5.2 Op grond van de in beroep ingebrachte verklaring van C staat voor het College voldoende vast dat bij de meting van appellants maïspercelen een marge van ongeveer 75 cm vanaf de (buitenste) stengelrij in acht is genomen. De stelling dat de buitengrens bij de meting op kortere afstand tot de buitenste stengelrij is gelegd, mist feitelijke grondslag.
5.3 Hetgeen onder 5.2 is overwogen brengt mee dat hetgeen overigens door appellant is opgeworpen geen bespreking meer behoeft.
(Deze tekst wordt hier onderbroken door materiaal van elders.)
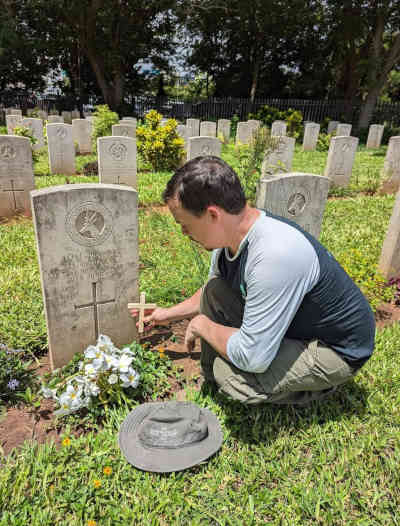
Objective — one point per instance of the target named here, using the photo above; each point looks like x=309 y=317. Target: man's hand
x=152 y=317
5.4 Het College acht termen aanwezig voor een proceskostenveroordeling met toepassing van artikel 8:75 van de Algemene wet bestuursrecht. Op de voet van het Besluit proceskosten bestuursrecht worden de kosten van beroepsmatig verleende bijstand vastgesteld op € 874,00 op basis van 1 punt voor het beroepschrift en 1 punt voor het verschijnen ter zitting, tegen een waarde van € 437,00 per punt, voor een zaak van gemiddeld gewicht.
6. De beslissing
Het College,
- verklaart het beroep gegrond;
- vernietigt het bestreden besluit;
- bepaalt dat de rechtsgevolgen van het bestreden besluit in stand blijven;
- veroordeelt verweerder in de proceskosten van appellant ten bedrage van € 874,00;
- bepaalt dat verweerder aan appellant het door hem betaalde griffierecht van € 150,00 vergoedt.
Aldus gewezen door mr. R.C. Stam, mr. C.J. Waterbolk en mr. S.A.C.M. Lavrijssen, in tegenwoordigheid van mr. C.M. Leliveld als griffier, en uitgesproken in het openbaar op 4 mei 2011.
w.g R.C. Stam De griffier is buiten staat deze uitspraak te ondertekenen.